Flood Risk Mapping in Pilot Areas of Ethiopia and Sudan
Client: Eastern Nile Technical Regional Office
Location: Ethiopia and Sudan
Period: 2008 – 2009
Project Summary
Flood Prone Area
The Eastern Nile Technical Regional Office needed a means to reduce human suffering caused by frequent flooding while preserving the environmental benefits of floods. The Flood Preparedness and Early Warning fast-track sub-project is among the seven projects identified within Integrated Development of the Eastern Nile program. One of the major activities of the Flood Preparedness and Early Warning sub-project is flood risk mapping in pilot areas of the Eastern Nile countries of Ethiopia and Sudan.
Project Details
The Flood Risk Mapping Project is a subset of the Flood Preparedness and Early Warning (FPEW) Project. The Riverside Technology, inc. (Riverside) Team developed a comprehensive approach to assess flood hazard, vulnerability, and risk in the flood-prone pilot study area. The approach follows an open, flexible, step-wise assessment based on the following concepts of, and relationships between, these three basic elements:
- Flood Hazard – a representation of areas subject to flooding, together with probability of occurrence
- Vulnerability – a measure of how easily damaged the elements in flood-prone areas are as a function of the magnitude or depth of flooding
- Flood Risk – the product of hazard and vulnerability
Two key elements of Riverside’s approach are the use of readily available open-source models and full employment and integration of local partners and experts, the latter aimed at extending existing expertise and capacity in the engineering community.
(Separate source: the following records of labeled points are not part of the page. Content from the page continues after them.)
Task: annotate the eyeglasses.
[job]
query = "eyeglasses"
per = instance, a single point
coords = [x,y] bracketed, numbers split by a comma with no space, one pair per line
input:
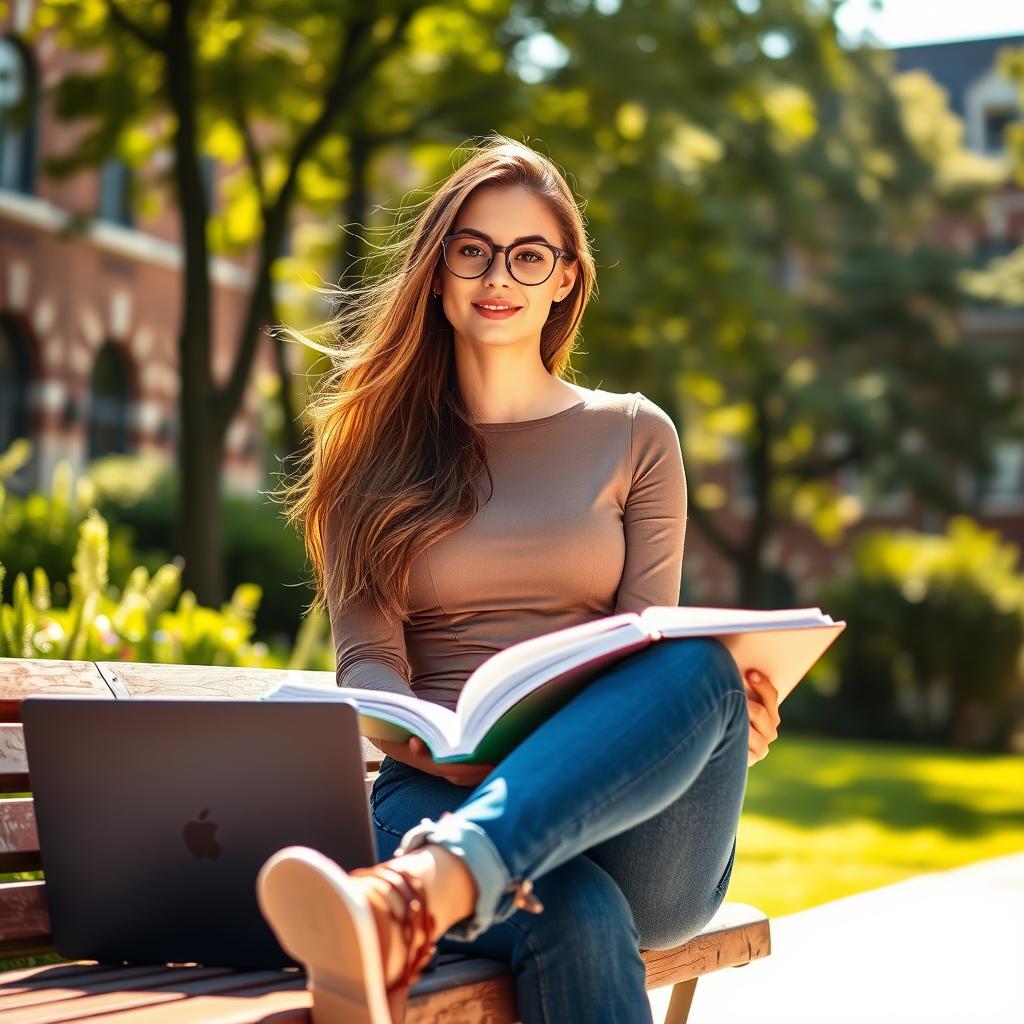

Riverside provided the following services in executing the work:
- GIS analysis for topographic data development, including directing field surveys, collecting available digital elevation models (DEM), and merging data sources to construct digital terrain models that incorporate components of multiple data sources
- Hydrologic modeling to determine the frequency associated with different magnitudes of flows
- GIS processing and risk mapping to convey in a spatial context the risk of damage in the floodplains
- GIS processing and risk mapping to convey in a spatial context the risk of damage in the floodplains
- Spatial analysis and remote sensing for risk assessment, integrating risks throughout the floodplain to determine average annual damage
Riverside also directed local partners who participated in data collection activities and assisted with the above elements of the project, and provided training for local partners, client staff, and local stakeholders.
Riverside used several existing and custom tools to perform geographic information systems (GIS), remote sensing, and hydrologic/hydraulic modeling including ArcGIS, ERDAS Imagine, HEC-RAS, HEC-GeoRAS, HEC-HMS, and HEC-GeoHMS. To automate much of the GIS processing Riverside used ArcGIS Model Builder and Python Geoprocessing. Complete documentation and training was delivered to the client.